Figure 6.

Characterization of human omental tissue-derived exosomes. (A) Exosomes were isolated from the CM of human omental tissue explants and analyzed by cryogenic transmission electron microscopy (Cryo-TEM); Scale bar = 100 nm. (B) Measurement of omental tissue exosomes diameter by nanoparticle tracking analysis system; (C) Western blot analysis of the exosome markers CD81 and CD63. Representatives of three independent experiments are shown; (D) PKH-67-labeled omental tissue exosomes were incubated with AGS gastric cancer cells, reaction was stopped at different time points (1, 3, 5, and 7 h) and cells were analyzed by confocal microscopy (upper panel). The cell's nucleus was stained with Dapi.
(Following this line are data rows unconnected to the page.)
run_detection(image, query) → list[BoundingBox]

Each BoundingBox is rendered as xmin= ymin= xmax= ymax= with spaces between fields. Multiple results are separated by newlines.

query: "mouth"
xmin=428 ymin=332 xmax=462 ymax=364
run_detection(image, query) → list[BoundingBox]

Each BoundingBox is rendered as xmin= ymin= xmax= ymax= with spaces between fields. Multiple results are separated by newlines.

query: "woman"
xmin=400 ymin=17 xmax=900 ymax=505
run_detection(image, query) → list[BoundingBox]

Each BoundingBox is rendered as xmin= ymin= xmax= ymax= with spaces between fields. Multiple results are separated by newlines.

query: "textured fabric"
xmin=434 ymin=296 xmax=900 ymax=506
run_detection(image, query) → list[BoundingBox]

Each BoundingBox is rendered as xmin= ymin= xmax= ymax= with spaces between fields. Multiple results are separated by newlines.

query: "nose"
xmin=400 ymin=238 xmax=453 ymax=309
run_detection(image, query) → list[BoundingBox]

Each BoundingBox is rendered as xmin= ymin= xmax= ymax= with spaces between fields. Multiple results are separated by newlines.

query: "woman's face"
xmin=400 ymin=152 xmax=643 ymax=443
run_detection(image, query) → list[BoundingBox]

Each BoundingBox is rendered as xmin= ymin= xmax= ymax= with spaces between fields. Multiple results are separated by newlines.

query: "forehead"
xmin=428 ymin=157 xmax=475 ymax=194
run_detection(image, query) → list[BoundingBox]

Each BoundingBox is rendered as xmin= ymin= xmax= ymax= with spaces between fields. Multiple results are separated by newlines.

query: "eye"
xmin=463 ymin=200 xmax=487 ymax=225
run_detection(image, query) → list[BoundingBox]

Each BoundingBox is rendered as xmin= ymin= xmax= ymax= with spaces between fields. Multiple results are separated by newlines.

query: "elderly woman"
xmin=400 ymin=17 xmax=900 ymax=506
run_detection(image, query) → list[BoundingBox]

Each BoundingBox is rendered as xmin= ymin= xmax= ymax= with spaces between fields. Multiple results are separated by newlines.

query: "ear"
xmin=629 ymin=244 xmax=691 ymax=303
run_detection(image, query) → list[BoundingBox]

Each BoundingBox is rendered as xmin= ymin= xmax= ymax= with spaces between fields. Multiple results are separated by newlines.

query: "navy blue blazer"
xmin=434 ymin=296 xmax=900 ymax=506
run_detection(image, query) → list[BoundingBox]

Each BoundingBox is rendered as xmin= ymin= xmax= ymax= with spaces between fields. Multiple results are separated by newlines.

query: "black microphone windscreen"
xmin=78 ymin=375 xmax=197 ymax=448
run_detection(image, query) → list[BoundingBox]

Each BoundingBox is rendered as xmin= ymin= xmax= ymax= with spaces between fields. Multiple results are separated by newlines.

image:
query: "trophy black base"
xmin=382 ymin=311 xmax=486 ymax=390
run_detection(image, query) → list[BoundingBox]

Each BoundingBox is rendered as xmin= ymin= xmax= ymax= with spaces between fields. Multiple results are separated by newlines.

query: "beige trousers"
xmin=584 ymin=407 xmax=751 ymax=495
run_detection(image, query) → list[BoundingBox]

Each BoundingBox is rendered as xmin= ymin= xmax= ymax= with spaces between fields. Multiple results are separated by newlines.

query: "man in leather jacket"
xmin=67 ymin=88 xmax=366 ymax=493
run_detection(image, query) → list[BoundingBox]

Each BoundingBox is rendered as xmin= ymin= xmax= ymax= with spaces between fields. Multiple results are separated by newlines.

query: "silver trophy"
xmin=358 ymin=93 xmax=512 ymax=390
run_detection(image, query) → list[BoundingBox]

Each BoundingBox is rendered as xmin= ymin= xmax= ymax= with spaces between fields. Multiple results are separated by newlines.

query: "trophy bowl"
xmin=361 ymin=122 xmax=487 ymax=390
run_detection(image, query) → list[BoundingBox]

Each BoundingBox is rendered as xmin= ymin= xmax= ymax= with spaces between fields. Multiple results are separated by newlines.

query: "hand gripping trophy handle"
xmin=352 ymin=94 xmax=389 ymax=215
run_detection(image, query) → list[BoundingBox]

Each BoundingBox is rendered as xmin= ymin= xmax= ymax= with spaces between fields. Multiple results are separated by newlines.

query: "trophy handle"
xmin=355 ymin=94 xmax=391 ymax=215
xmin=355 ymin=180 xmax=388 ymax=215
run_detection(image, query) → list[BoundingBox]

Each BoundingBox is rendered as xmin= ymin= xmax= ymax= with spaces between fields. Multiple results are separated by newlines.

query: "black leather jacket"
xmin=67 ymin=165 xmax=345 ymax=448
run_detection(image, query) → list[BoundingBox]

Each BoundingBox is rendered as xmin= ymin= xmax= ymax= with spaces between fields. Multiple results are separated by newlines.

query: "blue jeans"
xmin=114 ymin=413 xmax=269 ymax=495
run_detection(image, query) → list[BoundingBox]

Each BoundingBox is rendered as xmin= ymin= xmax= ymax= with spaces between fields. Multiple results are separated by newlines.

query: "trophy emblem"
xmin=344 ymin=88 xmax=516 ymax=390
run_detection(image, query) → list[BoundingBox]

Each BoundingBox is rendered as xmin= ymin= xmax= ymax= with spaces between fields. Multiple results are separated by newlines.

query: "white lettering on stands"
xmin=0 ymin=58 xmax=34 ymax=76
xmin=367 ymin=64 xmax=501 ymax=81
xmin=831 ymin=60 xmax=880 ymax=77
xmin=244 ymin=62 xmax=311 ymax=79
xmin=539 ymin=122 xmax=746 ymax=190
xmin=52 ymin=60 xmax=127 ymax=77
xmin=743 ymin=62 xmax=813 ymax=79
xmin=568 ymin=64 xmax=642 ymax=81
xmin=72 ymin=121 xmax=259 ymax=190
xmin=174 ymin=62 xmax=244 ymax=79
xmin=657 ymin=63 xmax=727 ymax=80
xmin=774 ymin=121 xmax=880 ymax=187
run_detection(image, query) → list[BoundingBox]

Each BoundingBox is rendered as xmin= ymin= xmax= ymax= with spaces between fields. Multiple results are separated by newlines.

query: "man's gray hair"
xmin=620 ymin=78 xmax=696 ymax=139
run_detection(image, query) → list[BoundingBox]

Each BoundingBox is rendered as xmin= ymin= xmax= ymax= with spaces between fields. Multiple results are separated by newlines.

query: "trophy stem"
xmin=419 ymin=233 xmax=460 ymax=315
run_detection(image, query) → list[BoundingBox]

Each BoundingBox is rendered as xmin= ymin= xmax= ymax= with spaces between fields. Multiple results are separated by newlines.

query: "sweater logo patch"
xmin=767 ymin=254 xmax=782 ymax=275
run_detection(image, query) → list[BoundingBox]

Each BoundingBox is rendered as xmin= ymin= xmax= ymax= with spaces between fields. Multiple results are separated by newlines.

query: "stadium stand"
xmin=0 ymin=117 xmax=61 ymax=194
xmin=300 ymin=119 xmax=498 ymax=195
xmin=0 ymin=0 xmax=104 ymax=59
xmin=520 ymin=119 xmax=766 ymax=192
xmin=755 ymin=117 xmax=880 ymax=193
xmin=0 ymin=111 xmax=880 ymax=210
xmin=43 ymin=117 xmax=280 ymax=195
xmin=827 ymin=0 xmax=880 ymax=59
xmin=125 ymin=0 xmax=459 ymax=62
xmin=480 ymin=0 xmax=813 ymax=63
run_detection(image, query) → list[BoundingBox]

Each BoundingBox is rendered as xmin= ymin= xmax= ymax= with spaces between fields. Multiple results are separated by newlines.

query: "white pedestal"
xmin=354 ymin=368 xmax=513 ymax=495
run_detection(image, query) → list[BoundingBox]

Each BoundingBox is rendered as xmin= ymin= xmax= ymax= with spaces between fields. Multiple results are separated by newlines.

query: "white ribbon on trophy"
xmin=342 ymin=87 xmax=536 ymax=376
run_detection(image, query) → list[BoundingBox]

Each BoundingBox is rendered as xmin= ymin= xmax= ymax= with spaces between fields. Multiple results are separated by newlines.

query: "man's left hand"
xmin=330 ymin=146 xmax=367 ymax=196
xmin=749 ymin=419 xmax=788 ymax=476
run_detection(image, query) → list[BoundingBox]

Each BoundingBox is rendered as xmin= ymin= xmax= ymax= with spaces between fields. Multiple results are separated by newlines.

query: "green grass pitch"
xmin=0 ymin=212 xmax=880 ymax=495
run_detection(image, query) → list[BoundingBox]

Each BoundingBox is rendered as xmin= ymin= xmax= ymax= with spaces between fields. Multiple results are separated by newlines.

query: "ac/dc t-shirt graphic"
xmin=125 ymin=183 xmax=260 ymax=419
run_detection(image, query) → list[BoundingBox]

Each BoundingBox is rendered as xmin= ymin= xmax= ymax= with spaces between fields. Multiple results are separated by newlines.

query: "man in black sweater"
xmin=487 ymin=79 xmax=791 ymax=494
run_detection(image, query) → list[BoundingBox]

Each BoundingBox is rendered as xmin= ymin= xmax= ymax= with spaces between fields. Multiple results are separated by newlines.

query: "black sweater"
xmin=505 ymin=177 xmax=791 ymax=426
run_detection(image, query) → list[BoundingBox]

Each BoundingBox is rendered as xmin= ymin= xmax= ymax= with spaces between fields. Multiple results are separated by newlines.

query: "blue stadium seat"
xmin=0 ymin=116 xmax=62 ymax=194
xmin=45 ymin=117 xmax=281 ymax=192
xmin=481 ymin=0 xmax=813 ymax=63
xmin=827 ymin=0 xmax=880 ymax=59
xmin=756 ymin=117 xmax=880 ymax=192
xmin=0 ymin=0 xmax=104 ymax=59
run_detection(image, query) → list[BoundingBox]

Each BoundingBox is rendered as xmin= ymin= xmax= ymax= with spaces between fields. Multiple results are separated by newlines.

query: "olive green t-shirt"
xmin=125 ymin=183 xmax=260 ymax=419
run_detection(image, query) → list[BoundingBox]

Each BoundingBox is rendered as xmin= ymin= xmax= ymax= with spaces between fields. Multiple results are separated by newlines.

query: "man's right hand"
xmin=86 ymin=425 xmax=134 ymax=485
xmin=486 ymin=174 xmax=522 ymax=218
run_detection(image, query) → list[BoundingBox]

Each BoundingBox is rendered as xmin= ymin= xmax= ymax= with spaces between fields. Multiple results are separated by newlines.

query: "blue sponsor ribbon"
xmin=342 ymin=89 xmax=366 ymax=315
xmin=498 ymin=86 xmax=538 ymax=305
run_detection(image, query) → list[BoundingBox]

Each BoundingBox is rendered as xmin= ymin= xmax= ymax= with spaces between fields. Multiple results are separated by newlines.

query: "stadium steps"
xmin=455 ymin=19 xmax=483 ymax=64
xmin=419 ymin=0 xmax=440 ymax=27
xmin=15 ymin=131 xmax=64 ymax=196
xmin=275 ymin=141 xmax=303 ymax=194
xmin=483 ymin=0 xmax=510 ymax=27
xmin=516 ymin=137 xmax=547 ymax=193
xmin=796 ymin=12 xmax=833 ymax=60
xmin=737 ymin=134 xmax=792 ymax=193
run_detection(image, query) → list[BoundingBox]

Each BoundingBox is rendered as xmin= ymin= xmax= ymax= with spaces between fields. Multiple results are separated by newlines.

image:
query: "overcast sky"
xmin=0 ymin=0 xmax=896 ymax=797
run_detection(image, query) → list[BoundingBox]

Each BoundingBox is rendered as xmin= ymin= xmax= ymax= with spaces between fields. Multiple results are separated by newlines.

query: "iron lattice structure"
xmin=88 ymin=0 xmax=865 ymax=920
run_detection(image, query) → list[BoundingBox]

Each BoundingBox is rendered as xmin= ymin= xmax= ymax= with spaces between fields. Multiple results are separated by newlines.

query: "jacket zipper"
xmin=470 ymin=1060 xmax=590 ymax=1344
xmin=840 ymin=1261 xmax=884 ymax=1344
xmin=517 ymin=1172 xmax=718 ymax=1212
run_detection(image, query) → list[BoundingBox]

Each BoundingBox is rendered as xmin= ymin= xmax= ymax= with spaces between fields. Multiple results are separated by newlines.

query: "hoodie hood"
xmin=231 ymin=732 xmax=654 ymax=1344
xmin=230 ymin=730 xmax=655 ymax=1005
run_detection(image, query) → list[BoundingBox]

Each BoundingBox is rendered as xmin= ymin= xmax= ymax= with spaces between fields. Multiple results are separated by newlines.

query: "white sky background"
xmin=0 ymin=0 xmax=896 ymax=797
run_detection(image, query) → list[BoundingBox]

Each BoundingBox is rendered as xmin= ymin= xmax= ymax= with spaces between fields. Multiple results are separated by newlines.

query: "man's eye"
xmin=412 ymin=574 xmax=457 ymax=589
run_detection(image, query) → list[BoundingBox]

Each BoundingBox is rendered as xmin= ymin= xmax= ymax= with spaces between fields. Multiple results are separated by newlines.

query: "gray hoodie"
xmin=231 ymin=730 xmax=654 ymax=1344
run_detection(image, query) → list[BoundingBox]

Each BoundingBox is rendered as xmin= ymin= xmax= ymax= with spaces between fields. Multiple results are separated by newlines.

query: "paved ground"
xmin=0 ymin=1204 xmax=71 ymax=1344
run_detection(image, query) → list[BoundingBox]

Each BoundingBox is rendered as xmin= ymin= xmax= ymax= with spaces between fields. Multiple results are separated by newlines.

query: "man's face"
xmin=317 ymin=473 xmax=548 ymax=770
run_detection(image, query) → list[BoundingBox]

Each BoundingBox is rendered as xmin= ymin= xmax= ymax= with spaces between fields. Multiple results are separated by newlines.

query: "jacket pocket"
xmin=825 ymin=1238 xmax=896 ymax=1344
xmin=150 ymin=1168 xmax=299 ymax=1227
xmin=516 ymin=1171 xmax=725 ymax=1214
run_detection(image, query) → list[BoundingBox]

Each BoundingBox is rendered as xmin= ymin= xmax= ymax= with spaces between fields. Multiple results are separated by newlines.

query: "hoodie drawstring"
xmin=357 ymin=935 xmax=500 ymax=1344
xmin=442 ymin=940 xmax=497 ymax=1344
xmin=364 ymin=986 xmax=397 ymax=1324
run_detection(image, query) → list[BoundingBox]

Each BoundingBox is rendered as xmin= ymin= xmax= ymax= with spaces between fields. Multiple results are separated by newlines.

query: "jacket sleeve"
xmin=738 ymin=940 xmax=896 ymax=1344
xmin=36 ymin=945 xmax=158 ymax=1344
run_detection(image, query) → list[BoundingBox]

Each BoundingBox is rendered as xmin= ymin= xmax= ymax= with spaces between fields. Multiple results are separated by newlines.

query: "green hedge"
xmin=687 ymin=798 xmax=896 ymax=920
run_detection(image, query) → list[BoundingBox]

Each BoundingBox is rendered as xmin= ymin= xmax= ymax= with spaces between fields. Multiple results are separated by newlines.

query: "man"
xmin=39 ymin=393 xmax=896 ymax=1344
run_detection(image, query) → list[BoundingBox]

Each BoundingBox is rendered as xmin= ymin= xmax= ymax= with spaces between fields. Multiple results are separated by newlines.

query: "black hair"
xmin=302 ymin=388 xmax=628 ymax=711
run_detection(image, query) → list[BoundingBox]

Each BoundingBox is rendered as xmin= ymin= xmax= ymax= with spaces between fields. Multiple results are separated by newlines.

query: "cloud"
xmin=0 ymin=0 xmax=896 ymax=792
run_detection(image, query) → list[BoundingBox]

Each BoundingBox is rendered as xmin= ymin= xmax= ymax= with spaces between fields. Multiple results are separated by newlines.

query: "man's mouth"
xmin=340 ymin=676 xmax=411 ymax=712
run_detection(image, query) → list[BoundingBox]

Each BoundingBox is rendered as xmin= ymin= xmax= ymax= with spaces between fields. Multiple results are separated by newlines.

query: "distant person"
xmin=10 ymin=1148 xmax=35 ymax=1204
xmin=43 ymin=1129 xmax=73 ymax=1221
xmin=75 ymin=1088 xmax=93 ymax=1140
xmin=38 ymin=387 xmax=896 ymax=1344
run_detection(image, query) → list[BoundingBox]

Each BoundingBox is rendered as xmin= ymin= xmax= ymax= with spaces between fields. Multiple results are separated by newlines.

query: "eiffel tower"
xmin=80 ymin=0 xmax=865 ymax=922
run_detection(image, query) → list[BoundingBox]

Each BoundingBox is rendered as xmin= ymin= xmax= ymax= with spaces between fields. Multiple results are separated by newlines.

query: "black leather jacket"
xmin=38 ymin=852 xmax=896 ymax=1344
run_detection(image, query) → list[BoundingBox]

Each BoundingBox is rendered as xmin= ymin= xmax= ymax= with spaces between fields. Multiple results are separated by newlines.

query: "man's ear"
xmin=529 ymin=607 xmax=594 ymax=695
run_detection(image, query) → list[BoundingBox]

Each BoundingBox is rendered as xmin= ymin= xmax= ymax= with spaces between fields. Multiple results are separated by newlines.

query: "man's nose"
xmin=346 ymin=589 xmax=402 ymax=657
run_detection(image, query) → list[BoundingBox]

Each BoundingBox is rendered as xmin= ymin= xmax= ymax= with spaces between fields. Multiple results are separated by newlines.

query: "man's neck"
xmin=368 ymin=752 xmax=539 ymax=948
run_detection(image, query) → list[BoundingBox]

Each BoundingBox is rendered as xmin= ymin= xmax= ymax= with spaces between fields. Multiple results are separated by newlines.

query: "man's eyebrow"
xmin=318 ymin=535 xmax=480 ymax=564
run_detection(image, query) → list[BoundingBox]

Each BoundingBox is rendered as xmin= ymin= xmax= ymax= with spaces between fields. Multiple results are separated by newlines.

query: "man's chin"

PKH-67 labeled omental tissue exosomes were incubated for the indicated time points (30 min, 1, 2, 3, 4, 5, and 6 h) with AGS gastric cancer cells. Internalization was measured by flow cytometry (lower panel). Negative control-AGS cells with no addition of labeled exosomes. The data are presented as mean ±SD of four independent experiments; (E) AGS cells were pre-treated with 80 μM Dynasore or 10 ng/mL Heparin for 30 min or with 2 μM Simvastatin for 16 h. PKH-67 labeled omental tissue exosomes were incubated with untreated (positive control) or treated cells for 3 h and uptake was measured by flow cytometry analysis (right panel). The data are presented as the mean percent of cells that uptake labeled exosomes ± SD of three independent experiments; PKH-67 labeled omental tissue exosomes were incubated with untreated (positive control) or treated cells (Dynasore, Heparin or Simvastatin) and internalization was measured by confocal microscopy (left panel). Scale bar is 10 μm.